Once we decided to stay we tried to help with the clean-up but were really more in the way, so we decided to walk around the fairgrounds in what was literally the calm before the storm. In the food concession tent, all the chefs and restaurateurs were busy wrapping things up to shield their things from the coming rain. We headed to look at the main stage, a little further along, but didn’t make it. The police told us the weather was about to get heavy and everyone needed to get inside a building. (Again, what was really going on is best explained by Steve Beauchesne in Jamie’s interview here.)

Jens and I went back to the School of Bock, one of two buildings reserved for attendees. I suggested we keep to the School because it has a kitchen, and hoped we might get fed by one of the dozen restaurants that had to pack up their tables under a tent. Also, the kitchen had fridges with beer in them: the samples used for the School of Bock seminars. When we got in the door, the place was getting packed, so we headed for the kitchen, which I had access to with my speaker’s pass to find some room and see what’s up. We could here heavy rain on the roof and the wind howling outside.

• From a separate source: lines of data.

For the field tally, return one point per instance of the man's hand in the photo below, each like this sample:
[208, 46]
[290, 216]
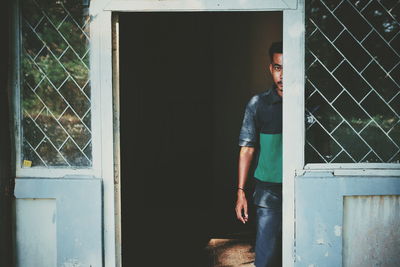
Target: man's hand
[241, 207]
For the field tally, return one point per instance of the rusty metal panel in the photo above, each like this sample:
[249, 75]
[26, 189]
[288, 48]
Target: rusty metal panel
[371, 231]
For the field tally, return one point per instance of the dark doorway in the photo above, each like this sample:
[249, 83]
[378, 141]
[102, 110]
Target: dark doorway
[185, 79]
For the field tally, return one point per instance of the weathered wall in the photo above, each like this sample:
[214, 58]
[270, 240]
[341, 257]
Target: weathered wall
[332, 230]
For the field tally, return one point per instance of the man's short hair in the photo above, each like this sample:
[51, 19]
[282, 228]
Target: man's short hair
[275, 48]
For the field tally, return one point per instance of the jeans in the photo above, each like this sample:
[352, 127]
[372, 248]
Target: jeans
[268, 201]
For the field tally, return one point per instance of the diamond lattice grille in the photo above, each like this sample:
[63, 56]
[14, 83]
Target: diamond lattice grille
[352, 81]
[55, 88]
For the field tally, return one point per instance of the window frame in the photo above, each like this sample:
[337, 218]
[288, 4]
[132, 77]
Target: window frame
[51, 171]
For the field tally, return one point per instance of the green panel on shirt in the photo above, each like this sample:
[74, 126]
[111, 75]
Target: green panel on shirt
[269, 167]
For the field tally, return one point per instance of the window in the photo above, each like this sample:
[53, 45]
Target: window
[352, 81]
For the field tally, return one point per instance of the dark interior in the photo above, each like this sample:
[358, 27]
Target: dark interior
[185, 79]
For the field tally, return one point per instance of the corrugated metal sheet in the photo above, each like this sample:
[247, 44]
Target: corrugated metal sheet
[371, 231]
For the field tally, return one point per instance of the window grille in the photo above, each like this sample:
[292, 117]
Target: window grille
[352, 81]
[55, 87]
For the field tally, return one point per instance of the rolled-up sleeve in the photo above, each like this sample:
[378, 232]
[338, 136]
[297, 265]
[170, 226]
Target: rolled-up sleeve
[249, 132]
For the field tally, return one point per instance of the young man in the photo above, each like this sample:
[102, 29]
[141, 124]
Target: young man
[262, 132]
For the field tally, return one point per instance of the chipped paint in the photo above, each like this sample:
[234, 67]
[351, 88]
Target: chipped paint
[338, 230]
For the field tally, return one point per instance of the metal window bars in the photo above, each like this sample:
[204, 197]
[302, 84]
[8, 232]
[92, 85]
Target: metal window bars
[55, 85]
[352, 81]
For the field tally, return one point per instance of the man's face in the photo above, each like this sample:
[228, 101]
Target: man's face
[276, 69]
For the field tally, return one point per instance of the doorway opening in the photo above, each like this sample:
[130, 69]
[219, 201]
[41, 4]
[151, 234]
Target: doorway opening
[185, 79]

The first part of the “evacuation” of all the people to the buildings was slightly chaotic, the priority being making sure everyone was safe and sheltered. Jens and I hung out in the kitchen, where we managed to find a glass of beer each and socialized with some of the Beau’s staff who were using the kitchen as a rendezvous, including Phil. The crowd in the main room was getting restless. It was now about 7 o’clock and there was no beer or food. Except… the paper plates of cheese that hadn’t been used for the seminar that Andrew and I were supposed to do earlier. Jens and I sought quick permission, and then found some trays and started to distribute the plates of cheese around the hall. While this was happening, team Beau’s got into action, a table was set up, and beer from the bottles in the fridge was beginning to flow. It wasn’t enough by far, but soon a very waterlogged team of Beau’s staff arrived with the first of many kegs. Then, a call for volunteers: Peter West, the owner of Bowman’s Bar and Grill, and his chef Jordan West (no relation) were going to try and salvage what they could from the storm, including their barbecue and deep fryer and cook for the people.

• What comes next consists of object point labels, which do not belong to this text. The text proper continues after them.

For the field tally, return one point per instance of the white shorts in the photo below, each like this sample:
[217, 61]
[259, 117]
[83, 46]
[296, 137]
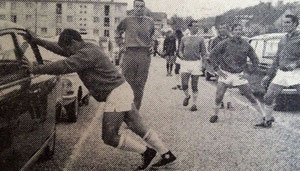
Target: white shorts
[120, 99]
[287, 78]
[233, 79]
[192, 67]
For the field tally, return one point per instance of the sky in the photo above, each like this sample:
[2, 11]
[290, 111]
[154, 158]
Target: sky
[198, 8]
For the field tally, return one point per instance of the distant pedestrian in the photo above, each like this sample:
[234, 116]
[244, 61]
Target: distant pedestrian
[285, 70]
[139, 30]
[192, 49]
[229, 59]
[105, 83]
[169, 50]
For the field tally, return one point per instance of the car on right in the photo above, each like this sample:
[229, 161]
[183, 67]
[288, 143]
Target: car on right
[266, 46]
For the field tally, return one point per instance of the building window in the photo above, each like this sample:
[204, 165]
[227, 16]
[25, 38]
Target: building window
[58, 9]
[2, 17]
[2, 5]
[106, 10]
[28, 17]
[106, 33]
[106, 21]
[96, 19]
[13, 5]
[69, 18]
[13, 18]
[70, 5]
[44, 30]
[58, 19]
[96, 32]
[58, 31]
[117, 20]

We got wet. A deep fryer is heavier than I thought and even 20 meters of carrying one with three or four other people takes a while. I also learned that full kegs of beer are very heavy, since Jens and I got happily dragooned into the team that was ferrying the quickly depleted supplies to the kitchen. It wasn’t like we were just going to stand around and watch others work and, besides, it was definitely in our interest to keep the beer flowing. By the time some of the musicians from the bands whose concerts had been cancelled got out some acoustic guitars so people could sing and dance, we realized we were having the best kitchen party west of the Maritimes. When the weather cleared around (I think) 8:30 or 9:00, and the we moved back to the tents, we were pleased for the room to move around in, but a little sad that our own private Beau’s Oktoberfest party was over.

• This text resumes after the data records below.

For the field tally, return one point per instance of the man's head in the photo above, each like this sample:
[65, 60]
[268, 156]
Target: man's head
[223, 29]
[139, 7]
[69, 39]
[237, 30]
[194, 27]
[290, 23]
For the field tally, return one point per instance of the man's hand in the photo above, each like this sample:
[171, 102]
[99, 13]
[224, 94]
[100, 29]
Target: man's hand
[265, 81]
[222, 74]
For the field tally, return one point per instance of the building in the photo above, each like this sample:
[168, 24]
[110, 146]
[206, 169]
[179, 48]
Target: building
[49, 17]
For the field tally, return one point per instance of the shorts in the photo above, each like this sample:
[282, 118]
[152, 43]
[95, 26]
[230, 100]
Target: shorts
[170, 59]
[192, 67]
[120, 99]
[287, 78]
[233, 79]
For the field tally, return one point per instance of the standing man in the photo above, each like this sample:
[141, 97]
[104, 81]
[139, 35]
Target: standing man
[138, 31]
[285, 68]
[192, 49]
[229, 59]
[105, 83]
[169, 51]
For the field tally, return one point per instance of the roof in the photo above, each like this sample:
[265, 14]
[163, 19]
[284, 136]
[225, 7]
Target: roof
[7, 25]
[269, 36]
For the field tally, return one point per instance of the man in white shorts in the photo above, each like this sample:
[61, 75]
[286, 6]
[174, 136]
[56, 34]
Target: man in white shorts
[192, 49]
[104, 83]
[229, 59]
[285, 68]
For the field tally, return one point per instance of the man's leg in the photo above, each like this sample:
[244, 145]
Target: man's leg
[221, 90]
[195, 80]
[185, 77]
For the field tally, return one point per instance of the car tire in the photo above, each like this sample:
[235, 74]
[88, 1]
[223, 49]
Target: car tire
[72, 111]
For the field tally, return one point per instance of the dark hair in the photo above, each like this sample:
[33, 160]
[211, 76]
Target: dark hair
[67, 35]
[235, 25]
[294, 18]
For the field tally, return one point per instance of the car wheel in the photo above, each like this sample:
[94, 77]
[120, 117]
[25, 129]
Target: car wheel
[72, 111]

I don’t wish to make light of the terrible destruction the September 21st tornadoes had on the poor people in the Ottawa region and neighbouring Quebec suffered who lost their homes, and I agree that it was a miracle that no life was lost from them. Had a tornado touched down on the Vankleek Hill fairgrounds I shudder to think what would have happened to us in our ramshackle clapboard buildings. But the spirit of Beau’s Oktoberfest was with us that evening, which we won’t soon forget, and me managed to have a very good time in any event.

Postscript: the next day was picture postcard beautiful, with not a cloud in the sky. Andrew and I did our seminar on beer and cheese pairing to packed house, and I spent a few hours wandering the fairgrounds afterwards enjoying festival, eating, sipping wonderfully weird specially made beer, and enjoying myself thoroughly and wondering what Oktoberfest 2019 will bring.